Hans Alf Gallery has represented Natasha Kissell since the gallery was established in 2006. In her newest exhibition, the South African-born, English painter has created a series that centers around the swimming pool as a social and architectural phenomenon.
“Swimming Pool” is a collection of paintings evoking a life of leisure and endless summers.
Kissell lived her first 8 years in South Africa where, as Hockney found in LA, swimming pools were not just for the super wealthy, but were widely owned and enjoyed. While Hockney preferred to depict beautiful young men lounging by his pools, Kissell’s paintings are noticeably devoid of humans. For the painter’s own childhood lacked any real adult company, and she and her brother brought themselves up with 2 working parents largely absent in their lives.

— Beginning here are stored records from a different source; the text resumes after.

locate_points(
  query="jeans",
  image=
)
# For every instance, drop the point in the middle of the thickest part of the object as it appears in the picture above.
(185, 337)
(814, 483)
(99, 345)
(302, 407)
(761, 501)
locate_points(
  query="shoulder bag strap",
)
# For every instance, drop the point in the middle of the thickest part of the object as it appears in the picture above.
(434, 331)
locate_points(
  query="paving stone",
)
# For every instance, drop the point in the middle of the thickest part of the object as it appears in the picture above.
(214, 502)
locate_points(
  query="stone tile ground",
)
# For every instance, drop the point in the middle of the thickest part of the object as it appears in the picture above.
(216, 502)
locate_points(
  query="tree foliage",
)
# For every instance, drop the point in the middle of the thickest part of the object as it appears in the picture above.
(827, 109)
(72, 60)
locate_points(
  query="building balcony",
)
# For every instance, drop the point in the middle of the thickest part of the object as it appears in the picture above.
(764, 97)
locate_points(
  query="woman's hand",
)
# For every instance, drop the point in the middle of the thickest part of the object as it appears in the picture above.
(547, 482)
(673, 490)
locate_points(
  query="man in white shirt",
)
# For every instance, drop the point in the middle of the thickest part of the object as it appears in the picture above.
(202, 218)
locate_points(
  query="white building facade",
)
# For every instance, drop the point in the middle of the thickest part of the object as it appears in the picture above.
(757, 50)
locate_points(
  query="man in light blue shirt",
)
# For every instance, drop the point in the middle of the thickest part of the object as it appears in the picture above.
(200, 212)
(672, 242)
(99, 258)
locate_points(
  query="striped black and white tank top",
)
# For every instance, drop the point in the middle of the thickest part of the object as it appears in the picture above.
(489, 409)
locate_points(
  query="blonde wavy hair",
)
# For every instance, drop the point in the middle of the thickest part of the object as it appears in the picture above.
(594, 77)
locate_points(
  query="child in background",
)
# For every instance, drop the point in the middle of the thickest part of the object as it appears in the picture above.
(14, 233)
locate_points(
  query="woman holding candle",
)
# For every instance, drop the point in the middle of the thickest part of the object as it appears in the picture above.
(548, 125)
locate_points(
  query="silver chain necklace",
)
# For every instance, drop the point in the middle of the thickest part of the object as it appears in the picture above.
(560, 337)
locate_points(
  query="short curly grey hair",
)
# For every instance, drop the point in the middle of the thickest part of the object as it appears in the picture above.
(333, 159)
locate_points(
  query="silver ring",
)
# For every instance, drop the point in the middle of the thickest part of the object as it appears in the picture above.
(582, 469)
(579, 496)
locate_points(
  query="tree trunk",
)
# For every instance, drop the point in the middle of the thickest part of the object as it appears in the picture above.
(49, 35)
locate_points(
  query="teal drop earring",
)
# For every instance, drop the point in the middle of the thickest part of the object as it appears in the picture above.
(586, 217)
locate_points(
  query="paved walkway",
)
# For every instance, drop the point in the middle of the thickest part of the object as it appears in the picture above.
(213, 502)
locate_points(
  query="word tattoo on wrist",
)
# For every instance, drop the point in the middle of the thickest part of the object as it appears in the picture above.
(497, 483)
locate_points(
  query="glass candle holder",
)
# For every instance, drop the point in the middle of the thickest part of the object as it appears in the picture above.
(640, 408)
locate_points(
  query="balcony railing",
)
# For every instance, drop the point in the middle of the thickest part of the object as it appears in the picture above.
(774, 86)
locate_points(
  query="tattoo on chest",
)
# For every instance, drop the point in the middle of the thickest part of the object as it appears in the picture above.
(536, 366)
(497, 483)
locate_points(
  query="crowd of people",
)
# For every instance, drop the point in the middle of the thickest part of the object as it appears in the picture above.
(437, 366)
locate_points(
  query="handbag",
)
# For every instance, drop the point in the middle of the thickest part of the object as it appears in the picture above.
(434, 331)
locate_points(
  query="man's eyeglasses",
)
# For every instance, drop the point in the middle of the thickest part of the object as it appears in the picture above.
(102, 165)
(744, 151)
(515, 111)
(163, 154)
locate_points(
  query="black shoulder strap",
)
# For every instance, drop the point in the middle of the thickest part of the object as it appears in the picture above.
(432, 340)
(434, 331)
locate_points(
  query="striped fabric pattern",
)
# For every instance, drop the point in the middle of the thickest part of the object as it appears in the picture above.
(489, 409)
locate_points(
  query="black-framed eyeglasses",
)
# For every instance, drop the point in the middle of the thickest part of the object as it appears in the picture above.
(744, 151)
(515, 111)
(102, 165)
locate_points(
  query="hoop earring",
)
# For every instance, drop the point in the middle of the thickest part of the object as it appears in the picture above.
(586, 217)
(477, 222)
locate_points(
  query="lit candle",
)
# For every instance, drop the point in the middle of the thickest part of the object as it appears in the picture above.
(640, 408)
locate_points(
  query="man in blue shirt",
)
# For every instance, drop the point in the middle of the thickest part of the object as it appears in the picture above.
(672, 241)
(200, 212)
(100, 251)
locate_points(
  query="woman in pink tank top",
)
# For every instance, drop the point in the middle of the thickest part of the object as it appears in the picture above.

The nostalgia she feels for her home country is played out in these utopian worlds, ideal escapes, better perhaps in the mind’s eye or in memory. The paintings fit well in the Impressionist tradition, where, for the first time, modern life meant that leisure time was available to not just the rich but also to the working classes, who could enjoy the banks of the Seine or public parks, picnicking and sitting in the sun. Similarly, Kissell points to a world where leisure and escape is part of society, a right, an ideal and something to be sought after.
So, it is both the longing, the nostalgia and the absence of the human form that give these paintings their particular and original feel.